Le ministère de la Santé a estimé le taux global de suivi mardi de la grève « illimitée » des paramédicaux dans les établissements publics à 11,24 %, alors que le Syndicat algérien des paramédicaux (SAP) qui a appelé à cette grève entend poursuivre le mouvement jusqu’à « l’aboutissement des revendications ». Le ministère de la Santé a indiqué dans un communiqué que la grève du SAP entamée dans les hôpitaux et les polycliniques du secteur public n’a été observée que dans « 22 wilayas », selon « les vérifications » menées à travers le territoire national. Tout en invitant les initiateurs de cette grève à cesser ce mouvement « non fondé », il a rappelé que la justice a déclaré « illégale » cette grève.
Le ministère de la Santé a informé, en outre, les citoyens que les établissements publics « sont opérationnels et que les professionnels dans leur ensemble sont mobilisés pour la prise en charge des citoyens ». Il a réaffirmé aussi que les revendications relatives au système LMD (master-license-doctorat) et à la classification à la catégorie 11 ont été prises en charge, en se disant « convaincu que le dialogue et la concertation sont seuls à même de permettre de concourir à l’amélioration des conditions socioprofessionnelles des professionnels de la santé publique ».

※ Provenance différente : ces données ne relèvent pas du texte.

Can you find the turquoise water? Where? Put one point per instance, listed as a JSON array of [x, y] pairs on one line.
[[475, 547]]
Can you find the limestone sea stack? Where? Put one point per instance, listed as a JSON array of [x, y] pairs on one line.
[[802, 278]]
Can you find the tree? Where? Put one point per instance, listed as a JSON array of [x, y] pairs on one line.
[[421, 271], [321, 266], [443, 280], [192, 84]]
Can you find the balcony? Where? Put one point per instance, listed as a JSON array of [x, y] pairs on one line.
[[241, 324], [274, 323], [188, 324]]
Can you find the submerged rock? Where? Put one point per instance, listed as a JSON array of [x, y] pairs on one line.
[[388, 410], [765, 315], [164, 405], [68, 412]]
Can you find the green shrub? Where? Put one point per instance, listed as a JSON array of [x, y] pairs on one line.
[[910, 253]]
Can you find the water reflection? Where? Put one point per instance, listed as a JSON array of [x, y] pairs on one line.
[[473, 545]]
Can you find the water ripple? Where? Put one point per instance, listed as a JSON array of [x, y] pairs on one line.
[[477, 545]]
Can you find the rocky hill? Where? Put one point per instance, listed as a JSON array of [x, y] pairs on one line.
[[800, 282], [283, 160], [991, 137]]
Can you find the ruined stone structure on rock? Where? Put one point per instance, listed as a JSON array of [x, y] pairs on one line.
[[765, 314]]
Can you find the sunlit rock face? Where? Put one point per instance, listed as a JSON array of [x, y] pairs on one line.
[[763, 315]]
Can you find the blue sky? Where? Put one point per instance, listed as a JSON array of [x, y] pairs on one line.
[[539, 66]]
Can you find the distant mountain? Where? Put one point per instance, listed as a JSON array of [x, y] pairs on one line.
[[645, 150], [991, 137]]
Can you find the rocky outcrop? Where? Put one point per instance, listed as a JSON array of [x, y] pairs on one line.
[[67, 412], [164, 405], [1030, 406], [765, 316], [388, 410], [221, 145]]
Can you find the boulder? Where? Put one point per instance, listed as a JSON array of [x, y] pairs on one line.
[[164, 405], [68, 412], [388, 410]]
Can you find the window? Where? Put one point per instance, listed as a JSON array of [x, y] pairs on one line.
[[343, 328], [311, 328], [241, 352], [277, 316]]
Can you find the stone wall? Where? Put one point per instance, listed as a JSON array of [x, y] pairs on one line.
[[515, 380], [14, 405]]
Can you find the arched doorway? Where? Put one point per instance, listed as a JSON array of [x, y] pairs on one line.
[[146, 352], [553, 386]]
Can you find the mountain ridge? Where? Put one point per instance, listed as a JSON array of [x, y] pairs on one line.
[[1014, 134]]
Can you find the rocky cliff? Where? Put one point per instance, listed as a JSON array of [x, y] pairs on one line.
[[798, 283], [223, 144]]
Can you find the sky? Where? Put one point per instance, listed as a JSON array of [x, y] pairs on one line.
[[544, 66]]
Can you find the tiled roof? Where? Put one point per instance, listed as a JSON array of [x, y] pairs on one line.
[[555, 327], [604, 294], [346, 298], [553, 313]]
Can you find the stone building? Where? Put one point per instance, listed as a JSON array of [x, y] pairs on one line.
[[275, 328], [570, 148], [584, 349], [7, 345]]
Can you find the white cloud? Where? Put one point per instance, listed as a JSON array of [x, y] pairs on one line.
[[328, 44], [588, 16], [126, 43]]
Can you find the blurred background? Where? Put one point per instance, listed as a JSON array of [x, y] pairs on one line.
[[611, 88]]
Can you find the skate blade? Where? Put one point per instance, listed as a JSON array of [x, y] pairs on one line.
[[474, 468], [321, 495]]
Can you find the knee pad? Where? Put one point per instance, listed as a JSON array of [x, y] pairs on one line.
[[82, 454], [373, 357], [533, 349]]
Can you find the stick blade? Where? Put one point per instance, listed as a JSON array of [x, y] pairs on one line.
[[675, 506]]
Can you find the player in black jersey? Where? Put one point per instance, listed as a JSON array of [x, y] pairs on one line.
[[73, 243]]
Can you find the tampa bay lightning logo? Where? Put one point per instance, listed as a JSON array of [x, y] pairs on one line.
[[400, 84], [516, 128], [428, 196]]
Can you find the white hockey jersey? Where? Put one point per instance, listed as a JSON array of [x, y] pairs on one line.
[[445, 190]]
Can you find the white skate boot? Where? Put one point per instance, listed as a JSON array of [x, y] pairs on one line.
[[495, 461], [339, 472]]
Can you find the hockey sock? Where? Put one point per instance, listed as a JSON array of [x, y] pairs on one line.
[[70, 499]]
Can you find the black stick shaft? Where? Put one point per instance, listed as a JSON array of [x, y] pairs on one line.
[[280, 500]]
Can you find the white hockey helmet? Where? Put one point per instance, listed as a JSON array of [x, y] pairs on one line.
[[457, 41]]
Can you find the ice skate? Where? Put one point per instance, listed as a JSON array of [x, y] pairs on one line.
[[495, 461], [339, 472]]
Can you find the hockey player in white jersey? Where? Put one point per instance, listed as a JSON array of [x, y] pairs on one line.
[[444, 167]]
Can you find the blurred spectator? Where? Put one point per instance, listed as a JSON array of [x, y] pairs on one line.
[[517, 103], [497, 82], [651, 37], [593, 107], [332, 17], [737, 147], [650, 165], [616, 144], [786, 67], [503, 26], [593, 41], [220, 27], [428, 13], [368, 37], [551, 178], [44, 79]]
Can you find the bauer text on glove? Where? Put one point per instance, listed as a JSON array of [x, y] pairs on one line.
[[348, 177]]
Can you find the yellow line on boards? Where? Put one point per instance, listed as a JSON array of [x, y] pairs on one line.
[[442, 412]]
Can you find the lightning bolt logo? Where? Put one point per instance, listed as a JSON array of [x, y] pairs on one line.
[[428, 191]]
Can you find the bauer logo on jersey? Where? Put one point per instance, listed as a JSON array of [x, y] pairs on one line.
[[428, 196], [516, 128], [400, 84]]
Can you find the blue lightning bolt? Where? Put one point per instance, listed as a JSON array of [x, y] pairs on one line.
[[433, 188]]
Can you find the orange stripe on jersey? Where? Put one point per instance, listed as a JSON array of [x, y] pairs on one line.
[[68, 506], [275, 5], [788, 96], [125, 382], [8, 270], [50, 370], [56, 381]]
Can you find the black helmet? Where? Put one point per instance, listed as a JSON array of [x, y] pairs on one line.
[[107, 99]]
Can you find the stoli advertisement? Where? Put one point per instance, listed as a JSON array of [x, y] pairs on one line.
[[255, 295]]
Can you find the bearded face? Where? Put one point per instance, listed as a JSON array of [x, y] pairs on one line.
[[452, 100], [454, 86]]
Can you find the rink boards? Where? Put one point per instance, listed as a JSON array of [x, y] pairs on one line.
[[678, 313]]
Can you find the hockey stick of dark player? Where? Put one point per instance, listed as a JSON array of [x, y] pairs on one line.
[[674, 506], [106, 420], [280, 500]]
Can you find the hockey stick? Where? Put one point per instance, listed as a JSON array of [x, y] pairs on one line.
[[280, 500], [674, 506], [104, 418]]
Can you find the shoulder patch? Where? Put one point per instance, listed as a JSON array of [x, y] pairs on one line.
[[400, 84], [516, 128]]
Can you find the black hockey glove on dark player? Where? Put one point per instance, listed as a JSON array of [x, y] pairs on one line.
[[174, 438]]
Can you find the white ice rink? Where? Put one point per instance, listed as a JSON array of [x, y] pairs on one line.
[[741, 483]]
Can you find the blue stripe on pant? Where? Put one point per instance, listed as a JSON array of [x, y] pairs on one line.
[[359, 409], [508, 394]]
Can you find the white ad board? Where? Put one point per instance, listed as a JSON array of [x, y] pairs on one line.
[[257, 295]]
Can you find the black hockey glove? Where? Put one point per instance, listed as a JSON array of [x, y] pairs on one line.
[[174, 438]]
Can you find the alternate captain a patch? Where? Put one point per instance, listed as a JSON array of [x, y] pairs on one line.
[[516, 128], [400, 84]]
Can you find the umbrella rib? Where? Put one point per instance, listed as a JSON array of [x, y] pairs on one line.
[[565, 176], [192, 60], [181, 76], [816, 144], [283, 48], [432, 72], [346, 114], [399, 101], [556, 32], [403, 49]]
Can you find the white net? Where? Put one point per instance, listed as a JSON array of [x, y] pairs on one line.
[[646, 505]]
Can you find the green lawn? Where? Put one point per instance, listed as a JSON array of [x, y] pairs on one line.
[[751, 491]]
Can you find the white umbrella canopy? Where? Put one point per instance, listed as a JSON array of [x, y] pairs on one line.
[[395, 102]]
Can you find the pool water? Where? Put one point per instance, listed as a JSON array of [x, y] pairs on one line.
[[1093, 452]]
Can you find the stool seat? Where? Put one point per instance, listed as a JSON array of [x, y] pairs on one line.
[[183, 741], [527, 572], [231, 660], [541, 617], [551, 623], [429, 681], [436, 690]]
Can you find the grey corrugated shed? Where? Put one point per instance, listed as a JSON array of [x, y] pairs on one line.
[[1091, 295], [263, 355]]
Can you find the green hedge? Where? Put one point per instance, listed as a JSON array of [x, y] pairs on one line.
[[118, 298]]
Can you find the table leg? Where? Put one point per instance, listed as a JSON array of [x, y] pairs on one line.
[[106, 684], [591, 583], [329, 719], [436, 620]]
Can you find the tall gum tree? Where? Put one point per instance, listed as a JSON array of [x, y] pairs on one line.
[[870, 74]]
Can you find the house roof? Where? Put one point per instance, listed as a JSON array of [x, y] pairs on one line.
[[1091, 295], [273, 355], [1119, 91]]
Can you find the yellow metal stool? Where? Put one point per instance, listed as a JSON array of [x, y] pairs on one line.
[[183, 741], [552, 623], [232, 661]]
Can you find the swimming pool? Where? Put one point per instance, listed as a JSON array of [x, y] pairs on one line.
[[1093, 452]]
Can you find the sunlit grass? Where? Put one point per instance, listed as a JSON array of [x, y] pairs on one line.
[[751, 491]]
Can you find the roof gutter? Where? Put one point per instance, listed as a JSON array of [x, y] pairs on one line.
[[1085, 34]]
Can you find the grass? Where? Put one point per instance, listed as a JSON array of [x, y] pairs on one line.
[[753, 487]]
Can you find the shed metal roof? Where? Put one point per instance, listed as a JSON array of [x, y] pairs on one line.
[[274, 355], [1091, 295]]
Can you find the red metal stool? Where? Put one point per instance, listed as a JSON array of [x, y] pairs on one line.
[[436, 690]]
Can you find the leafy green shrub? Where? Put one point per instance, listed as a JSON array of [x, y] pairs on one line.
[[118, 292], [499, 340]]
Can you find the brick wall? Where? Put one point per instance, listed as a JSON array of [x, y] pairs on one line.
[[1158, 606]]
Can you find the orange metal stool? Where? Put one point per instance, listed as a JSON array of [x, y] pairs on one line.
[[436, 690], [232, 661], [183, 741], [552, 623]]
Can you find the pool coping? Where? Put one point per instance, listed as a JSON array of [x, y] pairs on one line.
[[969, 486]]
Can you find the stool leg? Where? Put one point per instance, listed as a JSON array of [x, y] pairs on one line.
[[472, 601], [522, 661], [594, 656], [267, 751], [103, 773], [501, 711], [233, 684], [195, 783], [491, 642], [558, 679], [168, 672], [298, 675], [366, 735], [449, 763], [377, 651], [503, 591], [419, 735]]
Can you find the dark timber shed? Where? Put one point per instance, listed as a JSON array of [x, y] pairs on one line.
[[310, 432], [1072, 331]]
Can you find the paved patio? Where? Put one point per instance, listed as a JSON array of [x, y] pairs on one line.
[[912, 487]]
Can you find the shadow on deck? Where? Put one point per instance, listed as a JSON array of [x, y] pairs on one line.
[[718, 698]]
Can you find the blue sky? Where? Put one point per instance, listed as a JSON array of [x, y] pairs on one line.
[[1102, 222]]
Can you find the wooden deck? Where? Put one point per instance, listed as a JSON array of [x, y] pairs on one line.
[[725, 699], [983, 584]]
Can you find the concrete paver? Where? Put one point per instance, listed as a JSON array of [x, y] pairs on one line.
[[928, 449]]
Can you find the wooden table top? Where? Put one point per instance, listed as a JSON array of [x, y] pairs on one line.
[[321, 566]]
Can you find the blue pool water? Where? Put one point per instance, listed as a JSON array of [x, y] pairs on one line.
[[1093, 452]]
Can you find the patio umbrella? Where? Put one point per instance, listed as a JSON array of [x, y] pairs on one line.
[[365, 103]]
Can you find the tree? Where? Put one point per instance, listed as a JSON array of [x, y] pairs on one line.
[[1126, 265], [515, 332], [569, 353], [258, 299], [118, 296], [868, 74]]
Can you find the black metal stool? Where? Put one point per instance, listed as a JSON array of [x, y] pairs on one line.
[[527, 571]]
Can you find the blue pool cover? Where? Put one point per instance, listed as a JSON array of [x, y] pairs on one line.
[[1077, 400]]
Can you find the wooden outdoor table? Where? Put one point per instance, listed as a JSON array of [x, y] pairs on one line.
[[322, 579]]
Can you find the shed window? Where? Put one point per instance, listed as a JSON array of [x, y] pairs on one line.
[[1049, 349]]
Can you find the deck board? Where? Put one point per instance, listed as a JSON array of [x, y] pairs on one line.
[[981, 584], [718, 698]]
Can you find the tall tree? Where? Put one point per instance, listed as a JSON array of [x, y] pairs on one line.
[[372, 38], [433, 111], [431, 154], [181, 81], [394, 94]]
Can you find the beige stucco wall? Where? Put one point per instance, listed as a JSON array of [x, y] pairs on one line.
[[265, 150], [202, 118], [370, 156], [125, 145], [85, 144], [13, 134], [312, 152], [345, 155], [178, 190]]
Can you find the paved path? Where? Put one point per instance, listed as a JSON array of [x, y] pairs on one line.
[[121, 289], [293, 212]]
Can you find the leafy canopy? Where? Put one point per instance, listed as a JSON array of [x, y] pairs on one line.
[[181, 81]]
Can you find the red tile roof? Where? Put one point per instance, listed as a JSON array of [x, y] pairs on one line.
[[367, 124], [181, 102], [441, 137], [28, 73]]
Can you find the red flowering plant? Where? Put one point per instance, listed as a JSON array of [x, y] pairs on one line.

Le ministre de la Santé, Djamel Ould Abbès, avait assuré lundi que son département reste « fidèle » à ses engagements pris avec les partenaires sociaux, réitérant qu’un projet de statuts a été déposé à la fonction publique. « Les grèves du 2 février ainsi que celle de ce jour, 8 février 2011, sont totalement injustifiées et ont été déclarées +illégales+ par la justice », avait-il souligné.

Pour sa part, le secrétaire général du SAP, Lounès Ghachi, a soutenu que la grève illimitée à laquelle a appelé le syndicat a été « largement suivie » mardi au niveau des différents établissements sanitaires publics du pays. M. Ghachi a indiqué que « le mouvement de protestation a été largement suivi à travers les différentes structures sanitaires du pays en dépit des pressions exercées par l’administration ». La grève, a-t-il dit, se poursuivra jusqu’à « l’aboutissement des revendications restées à ce jour lettres mortes malgré les engagements pris par le ministère de tutelle ». Il a appelé, à ce propos, « la levée des sanctions imposées à certains responsables du syndicat national à l’intérieur du pays ».

Aux établissements sanitaires de Kouba et Hussein Dey, les travailleurs ont organisé deux meetings à l’intérieur des hôpitaux. Ces derniers ont invoqué le retard accusé dans la promulgation de leurs statuts élaborés récemment par les commissions conjointes, rejetant le classement tel que proposé par le ministère de la Santé.